One of the more jarring elements of the park is the Cove Point Liquid Natural Gas offshore dock platform located just a few hundred yards off the beach. It’s a reminder of the Chesapeake Bay area’s other heritage that goes hand in hand with fossils – fossil fuels. You can also catch a glimpse of Cove Point Lighthouse to your right.

Calvert Cliffs at Calvert Cliffs State Park
Calvert Cliffs, Calvert Cliffs State Park, MD – May 2021

Other trails are also available at the park, including the Blue and Yellow Trails which offer shorter loops through the woods. The Orange Trail connects to the Red Trail near each end, allowing a longer and more strenuous hike for those with the skill and fitness level required.

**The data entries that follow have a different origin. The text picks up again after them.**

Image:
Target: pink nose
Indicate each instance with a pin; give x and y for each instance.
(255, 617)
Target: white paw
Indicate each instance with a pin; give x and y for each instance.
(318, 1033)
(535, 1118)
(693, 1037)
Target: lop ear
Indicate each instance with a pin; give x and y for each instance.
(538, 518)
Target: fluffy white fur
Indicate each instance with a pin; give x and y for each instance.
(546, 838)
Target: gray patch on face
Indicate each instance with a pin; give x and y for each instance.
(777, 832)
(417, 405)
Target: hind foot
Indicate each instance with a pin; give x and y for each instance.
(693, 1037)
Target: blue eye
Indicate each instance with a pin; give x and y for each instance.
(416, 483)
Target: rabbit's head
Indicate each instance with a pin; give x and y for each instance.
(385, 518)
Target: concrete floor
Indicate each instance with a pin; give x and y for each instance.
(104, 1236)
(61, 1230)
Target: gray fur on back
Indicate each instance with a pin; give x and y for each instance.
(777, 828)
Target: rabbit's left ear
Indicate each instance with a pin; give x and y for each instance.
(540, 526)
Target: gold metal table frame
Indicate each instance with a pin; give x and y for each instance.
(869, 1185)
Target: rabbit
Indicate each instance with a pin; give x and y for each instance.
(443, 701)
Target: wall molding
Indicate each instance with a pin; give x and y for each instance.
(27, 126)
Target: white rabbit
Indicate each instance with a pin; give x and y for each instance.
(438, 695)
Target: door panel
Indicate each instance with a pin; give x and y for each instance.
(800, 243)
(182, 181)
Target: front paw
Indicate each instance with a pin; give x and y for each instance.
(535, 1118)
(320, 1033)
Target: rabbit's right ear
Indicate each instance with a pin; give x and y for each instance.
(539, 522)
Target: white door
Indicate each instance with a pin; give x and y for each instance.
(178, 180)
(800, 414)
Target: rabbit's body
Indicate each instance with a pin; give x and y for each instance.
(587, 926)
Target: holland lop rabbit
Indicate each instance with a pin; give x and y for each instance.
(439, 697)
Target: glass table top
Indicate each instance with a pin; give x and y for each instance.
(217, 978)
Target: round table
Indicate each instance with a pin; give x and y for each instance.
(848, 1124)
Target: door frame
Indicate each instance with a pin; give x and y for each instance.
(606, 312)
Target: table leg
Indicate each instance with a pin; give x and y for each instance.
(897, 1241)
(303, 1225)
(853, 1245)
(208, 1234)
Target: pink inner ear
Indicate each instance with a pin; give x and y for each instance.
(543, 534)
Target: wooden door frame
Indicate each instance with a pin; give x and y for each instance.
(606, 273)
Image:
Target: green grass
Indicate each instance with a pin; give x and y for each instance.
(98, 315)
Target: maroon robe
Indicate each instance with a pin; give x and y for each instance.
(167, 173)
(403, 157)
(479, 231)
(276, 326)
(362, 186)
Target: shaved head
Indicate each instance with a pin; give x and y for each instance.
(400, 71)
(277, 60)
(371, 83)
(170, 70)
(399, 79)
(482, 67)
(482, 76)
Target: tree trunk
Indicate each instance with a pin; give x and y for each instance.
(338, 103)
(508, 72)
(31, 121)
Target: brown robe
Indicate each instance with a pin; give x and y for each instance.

Can I Swim At The Calvert Cliffs Beach?

Yes! You can swim at the beach at the end of the Red Trail. However, there is no lifeguard on duty, and swimming is done at your own risk. The beach is fairly small and narrow but isn’t often crowded. Swimming is also prohibited in the area underneath the cliffs.

Hunting and Fishing

Hunters can take advantage of approximately 550 acres here. During the hunting season, you can find deer, turkeys, and upland game like rabbits or squirrels. As much as you may want to cast your line out into the bay, fishing is only allowed at the pond near the picnic area. But don’t stress too much. There are plenty of other excellent fishing spots in Maryland within a relatively short drive!

Are Pets Allowed?

Feel free to bring your four-legged friends. Dogs are allowed at the park as long as they remain leashed.

Is There Camping At Calvert Cliffs State Park?

Calvert Cliffs is a day-use park, meaning there’s no in-park campground other than a few youth group-only sites. You do have other options for camping nearby in Calvert County and other locations throughout southern Maryland.

Calvert Cliffs State Park Trail Video

This video from May 2021 shows parts of the Red Trail heading toward the park’s beach, as well as views from the beach.

Is Calvert Cliffs State Park Worth The Trip?

Calvert Cliffs State Park is an excellent place to get outside for an afternoon. Whether you come for the hiking, the fossil hunting, or just some relaxation on a quiet beach, it’s certainly worth a visit for anyone in the DMV region looking for one of the area’s best state parks.